Quand la paille en enfer s’envolera légère,
Ton corps s’envolera pour que le feu l’embrase,
Alors commencera l’éternité sans bord;

Dans les hurlements fous des embrasés vivant,
Dans les hurlements fous des écorchés vivant,
Dans les folles clameurs des damnés affolée,
Dans les hurlements de tous les tourmentés;

Et les hurlements fous d’éternelle souffrance,
Et les hurlements fous d’éternelle prière,
Seront comme un silence au flot de la souffrance,
Noyée comme un silence au flot de la souffrance;

Comme ta mort éternelle est une mort vivante,
Une vie intuable, indéfaisable et folle,
Et l’éternité sera comme un silence
訳:彼女は呪われた死者と一緒に地獄に行くだろう。
死刑囚と見捨てられた人たちと
彼女は呪われた死者と一緒に地獄に行くだろう。

地獄のわらじが光を飛ばすとき
あなたの体は火をつけられるように飛んでいきます。
そうすれば、永遠はつばなしで始まる。

狂ったような遠吠えの中で、生きているように燃える。
皮を剥がされた生身の者たちの 狂った遠吠えの中で
狂ったように騒ぐパニックの中で
苦しめられた者たちの悲鳴の中で

そして永遠の苦しみの狂った遠吠え。
そして永遠の祈りの狂った遠吠え。
苦しみの流れの中での静寂のようなものになるでしょう。
苦しみの洪水の中で沈黙のように溺れた。

あなたの永遠の死が生きた死であるように…
直感的で、止められない、クレイジーな人生。
“永遠は沈黙のようになる”

彼女の受難を唄い、最後の力を振り絞って(文字通りクリストフは2020年に亡くなっている)魂を提示するクリストフ。すると、神が降りたようなショットが映し出される。ルーアン大聖堂に差し込む光に霊的なものを感じる。あの意地悪な大人ですら明らかに何かを感じるのだが、それは黙殺されてしまう。誰にも理解されない彼女は、力強い信念だけを頼りに裁判を耐え忍ぶ。しかし、そんな彼女も独房でやせ細っていき、声も出なくなる。独房で彼女が見上げると、雛が餌を求めて貪欲に親鳥にすがる。そんな力も彼女には残されておらず、一人孤独に遠くで焼かれていくのだ。
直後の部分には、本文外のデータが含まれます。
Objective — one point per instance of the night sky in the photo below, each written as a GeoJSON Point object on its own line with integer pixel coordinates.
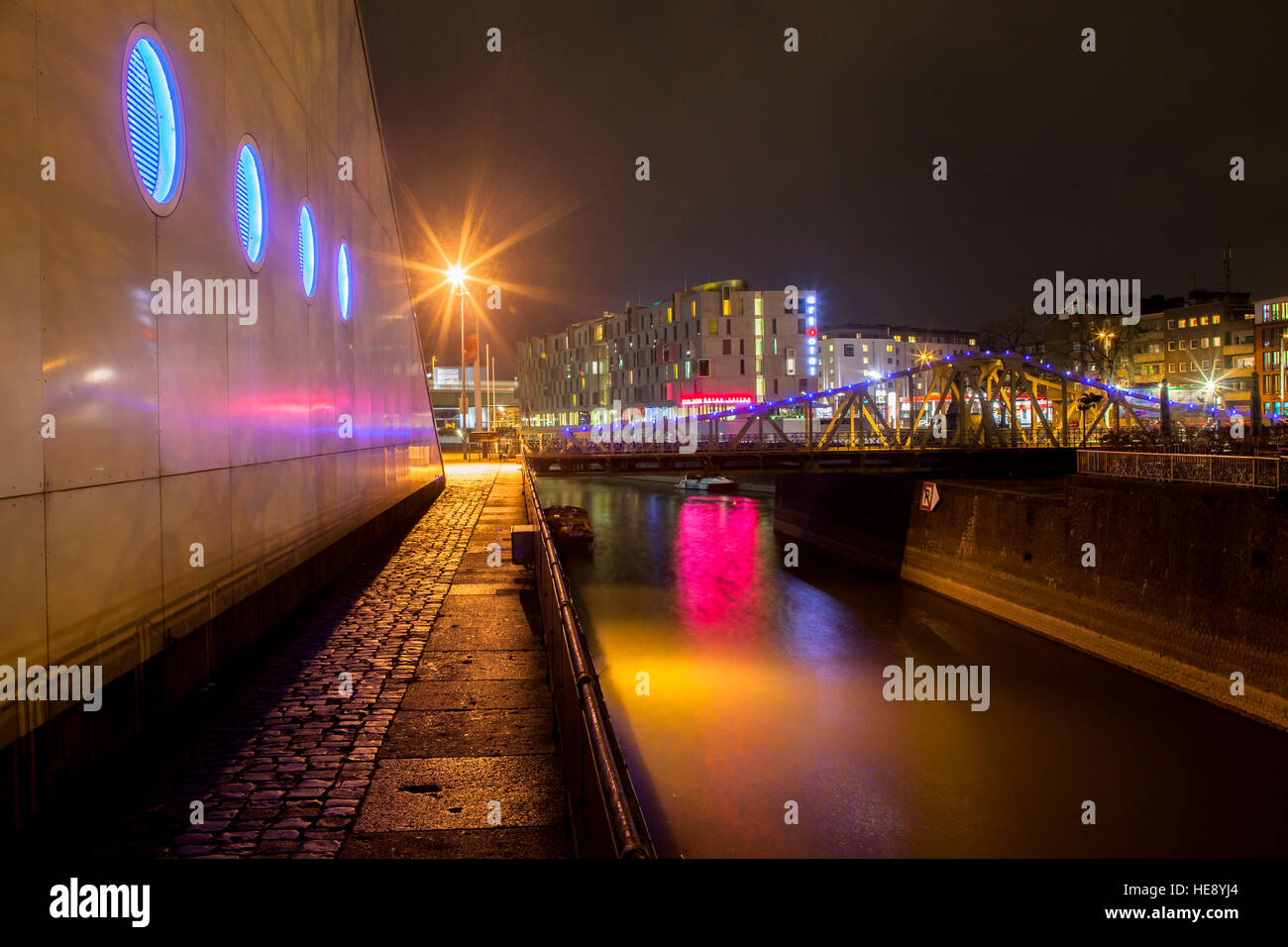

『ジャネット、ジャンヌ・ダルクの幼年期』からさらに厳格なショットと哲学的な言葉と言葉の応酬によって紡ぎ出されたこの鎮魂歌は、現代においてユニークな若者を政治の前面に押し出し、それを盾として嘲笑する大人の汚い側面を告発した。神格化され、権力を与えられているようで、実は傀儡の対象にされているに過ぎず、権力からの解放を謳い孤独であり続けようとするジャンヌの姿に涙した。

そして、本作を自宅のテレビで観たところ、クリストフの音色の美しさや大聖堂の荘厳な佇まい、そしてLise Leplat Prudhommeの可愛さが迫力満点で眼前に飛び込んできたので、映画館で観たかった、せめてアンスティチュ・フランセで観たかったと悔やむばかりである。

近代フランス映画のマスターピースとも言える作品でした。